His measured touch was a clear break from his performance in a televised debate, when he turned virtually every question into an attack on Mrs. Clinton and when he sarcastically replied to a jab from Representative Dennis J. Kucinich of Ohio by muttering, “Cute, Dennis.”
In the last week, he has rarely referred to Mrs. Clinton and Mr. Obama, except to poke fun at their sparring. On Sunday, he ducked the opportunity to join Mrs. Clinton in criticizing Mr. Obama’s campaign, which used a political action committee to spend money in early primary states.
“I’m going to respectfully decline to get involved in that fracas between the two of them,” Mr. Edwards said.
He has even doled out sugar-laden compliments to the Democratic field. “We have great people running for president on our side,” he told a crowd on Monday.
In a television commercial that began running this week in New Hampshire, Mr. Edwards criticizes lobbyists in Washington, but not the other candidates by name.
Privately, Mr. Edwards’s aides said he had no reason to involve himself in fights with Mrs. Clinton and Mr. Obama.
Mr. Edwards has been stuck in third place for months, most Iowa polls report, showing no gains with his aggressive stance — and receiving criticism from voters, former supporters and others who disapprove of the angrier candidate.
Iowans are particularly disdainful of candidates who resort to negative campaigns, as former Gov. Howard Dean of Vermont and Representative Richard A. Gephardt of Missouri learned in 2004.
Iowa is crucial to Mr. Edwards’s efforts. His campaign is low on cash and relying on public financing, and he is even farther back in the polls in other early primary states like New Hampshire and South Carolina.
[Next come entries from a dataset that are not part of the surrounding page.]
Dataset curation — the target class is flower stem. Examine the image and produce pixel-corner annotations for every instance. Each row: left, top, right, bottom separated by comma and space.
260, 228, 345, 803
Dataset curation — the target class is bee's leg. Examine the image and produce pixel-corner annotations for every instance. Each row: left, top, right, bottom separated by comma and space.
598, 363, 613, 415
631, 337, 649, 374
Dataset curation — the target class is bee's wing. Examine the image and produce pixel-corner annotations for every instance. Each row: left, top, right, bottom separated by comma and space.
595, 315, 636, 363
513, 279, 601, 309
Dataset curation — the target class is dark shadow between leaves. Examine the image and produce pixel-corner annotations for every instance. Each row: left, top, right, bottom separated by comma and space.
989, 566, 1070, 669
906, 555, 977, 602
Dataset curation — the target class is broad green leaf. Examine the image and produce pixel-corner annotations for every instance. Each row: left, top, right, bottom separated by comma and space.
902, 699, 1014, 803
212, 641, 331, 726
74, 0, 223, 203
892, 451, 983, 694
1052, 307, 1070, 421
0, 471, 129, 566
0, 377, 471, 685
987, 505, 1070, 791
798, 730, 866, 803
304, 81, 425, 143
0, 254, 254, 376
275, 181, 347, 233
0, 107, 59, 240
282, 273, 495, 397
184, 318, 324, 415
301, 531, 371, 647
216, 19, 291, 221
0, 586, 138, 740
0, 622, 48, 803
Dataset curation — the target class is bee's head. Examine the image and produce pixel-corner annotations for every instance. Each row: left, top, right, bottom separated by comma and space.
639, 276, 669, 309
Mr. Edwards’s aides would not acknowledge that their candidate was softening in response to polling or other specific criticism. But Mr. Edwards, in an interview between stops in Algona, Iowa, acknowledged that his failure to move up in the polls was on his mind.
“I feel like we’re in a dead heat,” he said. “And we’ve been in a dead heat for months now.”
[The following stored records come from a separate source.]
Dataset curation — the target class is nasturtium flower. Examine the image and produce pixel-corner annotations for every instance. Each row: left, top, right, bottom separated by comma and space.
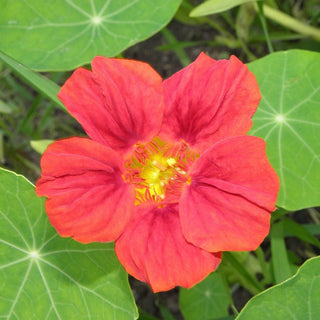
36, 53, 279, 292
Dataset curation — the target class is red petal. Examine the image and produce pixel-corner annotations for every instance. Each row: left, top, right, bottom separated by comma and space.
161, 53, 261, 152
180, 136, 279, 252
115, 205, 221, 292
58, 57, 163, 155
36, 138, 135, 243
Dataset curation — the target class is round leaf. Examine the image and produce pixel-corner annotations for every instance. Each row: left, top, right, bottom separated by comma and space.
180, 272, 231, 320
0, 169, 137, 320
0, 0, 181, 70
248, 50, 320, 210
236, 257, 320, 320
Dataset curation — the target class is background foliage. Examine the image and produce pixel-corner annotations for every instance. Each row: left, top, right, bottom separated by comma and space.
0, 0, 320, 320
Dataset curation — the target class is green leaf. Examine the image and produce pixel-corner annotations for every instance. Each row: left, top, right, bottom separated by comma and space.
180, 272, 232, 320
248, 50, 320, 210
0, 169, 137, 320
30, 139, 54, 154
283, 218, 320, 249
236, 257, 320, 320
270, 221, 292, 283
0, 0, 181, 70
0, 49, 67, 111
190, 0, 256, 17
0, 100, 15, 114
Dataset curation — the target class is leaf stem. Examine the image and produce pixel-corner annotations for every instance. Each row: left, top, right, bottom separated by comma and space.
257, 1, 274, 53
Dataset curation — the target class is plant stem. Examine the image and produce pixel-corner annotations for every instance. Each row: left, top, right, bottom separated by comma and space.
257, 1, 274, 53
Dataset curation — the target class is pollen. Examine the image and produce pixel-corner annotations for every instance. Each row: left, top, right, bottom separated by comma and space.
123, 137, 198, 206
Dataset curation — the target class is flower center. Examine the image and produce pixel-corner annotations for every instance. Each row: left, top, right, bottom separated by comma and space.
123, 137, 198, 205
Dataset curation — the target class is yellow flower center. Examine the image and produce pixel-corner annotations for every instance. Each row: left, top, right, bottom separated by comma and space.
123, 137, 198, 204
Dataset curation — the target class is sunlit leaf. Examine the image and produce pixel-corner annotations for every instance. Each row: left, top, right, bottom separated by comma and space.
236, 257, 320, 320
190, 0, 256, 17
0, 169, 137, 320
0, 49, 67, 111
0, 0, 181, 70
248, 50, 320, 210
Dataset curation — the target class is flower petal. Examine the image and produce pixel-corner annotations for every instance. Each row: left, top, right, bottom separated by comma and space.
36, 138, 135, 243
115, 205, 221, 292
160, 53, 261, 152
180, 136, 279, 252
58, 57, 163, 152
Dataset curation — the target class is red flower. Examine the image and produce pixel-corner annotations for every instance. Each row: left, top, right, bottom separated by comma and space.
36, 53, 279, 292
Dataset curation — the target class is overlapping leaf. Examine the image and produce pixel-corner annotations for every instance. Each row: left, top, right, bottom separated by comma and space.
0, 0, 181, 70
180, 272, 231, 320
249, 50, 320, 210
236, 257, 320, 320
0, 169, 137, 320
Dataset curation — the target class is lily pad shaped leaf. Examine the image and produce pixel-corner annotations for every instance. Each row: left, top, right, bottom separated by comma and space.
0, 0, 181, 71
180, 271, 232, 320
0, 169, 137, 320
236, 257, 320, 320
248, 50, 320, 210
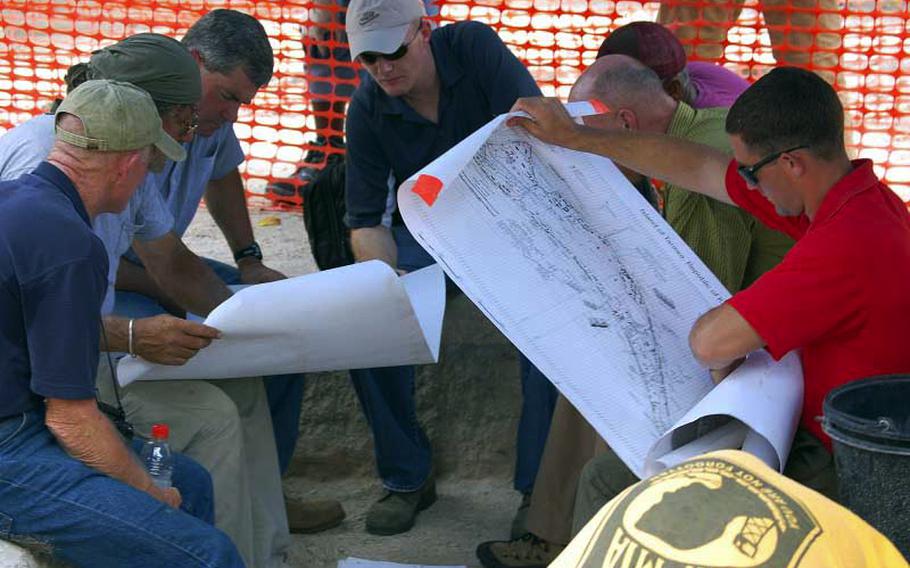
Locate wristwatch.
[234,241,262,262]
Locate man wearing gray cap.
[0,81,243,567]
[0,33,287,565]
[346,0,556,535]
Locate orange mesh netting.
[0,0,910,204]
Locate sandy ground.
[185,208,519,568]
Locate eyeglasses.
[181,105,199,138]
[357,26,420,65]
[736,144,809,186]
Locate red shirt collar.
[812,160,879,225]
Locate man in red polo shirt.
[510,67,910,527]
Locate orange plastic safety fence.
[0,0,910,204]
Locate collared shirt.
[0,162,108,417]
[726,160,910,444]
[0,114,174,315]
[149,122,244,237]
[345,22,540,228]
[686,61,749,108]
[663,103,793,292]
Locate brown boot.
[284,495,345,534]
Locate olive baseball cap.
[54,79,186,162]
[89,33,202,105]
[345,0,427,59]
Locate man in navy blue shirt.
[0,81,243,567]
[346,0,556,535]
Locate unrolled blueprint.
[398,104,801,475]
[118,261,445,385]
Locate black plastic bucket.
[822,375,910,558]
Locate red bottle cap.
[152,424,170,440]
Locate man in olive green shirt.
[477,55,793,568]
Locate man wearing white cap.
[346,0,556,535]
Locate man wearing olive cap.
[0,77,243,567]
[0,33,287,565]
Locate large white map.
[398,105,801,475]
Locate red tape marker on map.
[411,174,442,207]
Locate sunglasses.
[736,144,809,186]
[357,27,420,65]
He said he believed that Iowa voters, many of whom are still undecided, did not like personal attacks.
“They’re looking for a president who’s positive,” Mr. Edwards said.
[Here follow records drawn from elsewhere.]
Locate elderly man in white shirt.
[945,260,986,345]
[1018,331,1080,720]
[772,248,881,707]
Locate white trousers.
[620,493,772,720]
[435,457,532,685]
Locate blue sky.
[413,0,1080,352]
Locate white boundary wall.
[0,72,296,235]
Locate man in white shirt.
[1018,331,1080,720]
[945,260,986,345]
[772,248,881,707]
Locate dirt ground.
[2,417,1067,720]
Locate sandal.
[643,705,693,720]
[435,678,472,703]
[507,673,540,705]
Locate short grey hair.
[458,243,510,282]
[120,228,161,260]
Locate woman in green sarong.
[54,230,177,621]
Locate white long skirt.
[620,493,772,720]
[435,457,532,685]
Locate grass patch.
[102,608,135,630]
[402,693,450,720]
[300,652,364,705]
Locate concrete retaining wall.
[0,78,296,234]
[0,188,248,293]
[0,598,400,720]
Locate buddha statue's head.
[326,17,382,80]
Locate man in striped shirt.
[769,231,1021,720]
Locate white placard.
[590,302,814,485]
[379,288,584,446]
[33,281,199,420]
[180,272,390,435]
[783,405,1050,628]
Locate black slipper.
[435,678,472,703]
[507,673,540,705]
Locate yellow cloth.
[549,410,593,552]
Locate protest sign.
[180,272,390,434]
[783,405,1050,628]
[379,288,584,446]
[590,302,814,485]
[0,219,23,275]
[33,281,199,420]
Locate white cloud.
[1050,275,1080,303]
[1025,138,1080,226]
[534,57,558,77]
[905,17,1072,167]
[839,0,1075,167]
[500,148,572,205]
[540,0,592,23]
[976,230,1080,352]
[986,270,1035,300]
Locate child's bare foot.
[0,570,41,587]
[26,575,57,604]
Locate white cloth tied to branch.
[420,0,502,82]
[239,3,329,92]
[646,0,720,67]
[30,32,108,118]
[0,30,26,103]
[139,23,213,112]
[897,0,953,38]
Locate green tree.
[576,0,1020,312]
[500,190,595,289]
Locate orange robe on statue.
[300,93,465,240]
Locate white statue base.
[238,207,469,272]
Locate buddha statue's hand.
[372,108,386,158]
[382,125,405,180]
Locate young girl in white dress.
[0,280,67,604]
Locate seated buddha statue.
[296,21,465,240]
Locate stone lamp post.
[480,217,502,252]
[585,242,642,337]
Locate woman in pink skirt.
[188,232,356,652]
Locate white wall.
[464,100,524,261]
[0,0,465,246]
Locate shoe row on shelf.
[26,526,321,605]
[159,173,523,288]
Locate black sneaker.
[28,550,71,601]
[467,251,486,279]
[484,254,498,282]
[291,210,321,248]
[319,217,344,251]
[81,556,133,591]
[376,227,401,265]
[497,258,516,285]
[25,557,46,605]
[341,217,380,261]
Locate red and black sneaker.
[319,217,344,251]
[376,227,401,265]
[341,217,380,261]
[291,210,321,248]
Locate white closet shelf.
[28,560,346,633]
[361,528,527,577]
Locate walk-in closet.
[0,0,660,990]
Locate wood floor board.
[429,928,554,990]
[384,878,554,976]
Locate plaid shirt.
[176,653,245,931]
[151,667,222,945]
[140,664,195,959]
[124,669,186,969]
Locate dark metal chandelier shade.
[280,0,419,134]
His cease-fire has not extended to the White House. At numerous stops, he continued to attack President Bush and Vice President Dick Cheney, criticizing the response to Hurricane Katrina, its Iraq war position and its domestic surveillance, positions that cannot hurt him among Democrats here.
“The Democrats can’t stand George Bush,” Mr. Edwards said. “Most of America can’t.”
Some Iowans said they were tired of the mudslinging among candidates and appreciated a more positive take.
“I think he’s wise not to get into a little catfight with the other candidates,” said Maureen White, an Edwards supporter who went to a forum on Monday in Waterloo.
Her husband, Roger White, agreed, though he said he was torn between supporting Mr. Edwards or Senator Joseph R. Biden Jr. of Delaware.
“We all get sick of it,” Mr. White said. “I think if the other two continue to bloody each other, the next tier of candidates will gain from that, whether it’s Biden, Richardson or Edwards.”